Фред молча смерил отца полным неприязни взглядом, вошел в рубку, вытащил крюк из гнезда и затворил дверь.

— Ты не хочешь присесть? — спросил Фрэйтаг.

— Могу и постоять, — сказал Фред.

Фрэйтаг улыбнулся и губами передвинул холодную сигарету в другой угол рта.

— Тебе нужна моя помощь? — спросил он.

— Мне не нужно от тебя никакой помощи, — сказал Фред. — Я хотел бы тебе кое-что сказать.

— Я знаю, — сказал Фрэйтаг. — Я этого ожидал.

— Это на тебя похоже, — сказал Фред. — Ты никогда и ни в чем не рисковал и не отваживался на риск. Прежде чем что-нибудь предпринять, ты справляешься о гарантиях, и ты никогда не станешь ловить преступника — до тех пор, пока он не даст тебе честное слово, что у него вышли все патроны, только после этого ты начнешь действовать.

— Это ты все хорошо обдумал, — сказал Фрэйтаг.

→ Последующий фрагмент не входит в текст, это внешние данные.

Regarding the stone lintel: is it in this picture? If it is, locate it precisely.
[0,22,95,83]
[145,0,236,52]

— Потому что так оно и есть, — сказал Фред. — Теперь я это знаю.

— Ничего ты не знаешь, сказал Фрэйтаг. — До тех пор пока ты не уверен, что единственная возможность для безоружного заключается в том, чтобы заигрывать с ружейным дулом, — до тех пор мне безразлично, что ты думаешь об этой истории. Вот что я тебе скажу, Фред: я никогда не ходил в героях и никогда не мечтал оказаться в убийцах. Оба этих типа людей всегда были мне подозрительны: они слишком просто умирали и даже в момент смерти были уверены в себе, я бы даже сказал, слишком уверены, а так не годится. Я знал людей, которые умирали для того, чтобы поставить точку. Им это не удавалось, после них все возвращалось на круги своя. Их смерть помогала им самим, но не окружающим. У того, кто безоружен и не облечен властью, всегда больше возможностей, и иногда мне кажется, что за этим желанием — во что бы то ни стало замаячить перед дулом автомата — скрывается самый настоящий эгоизм.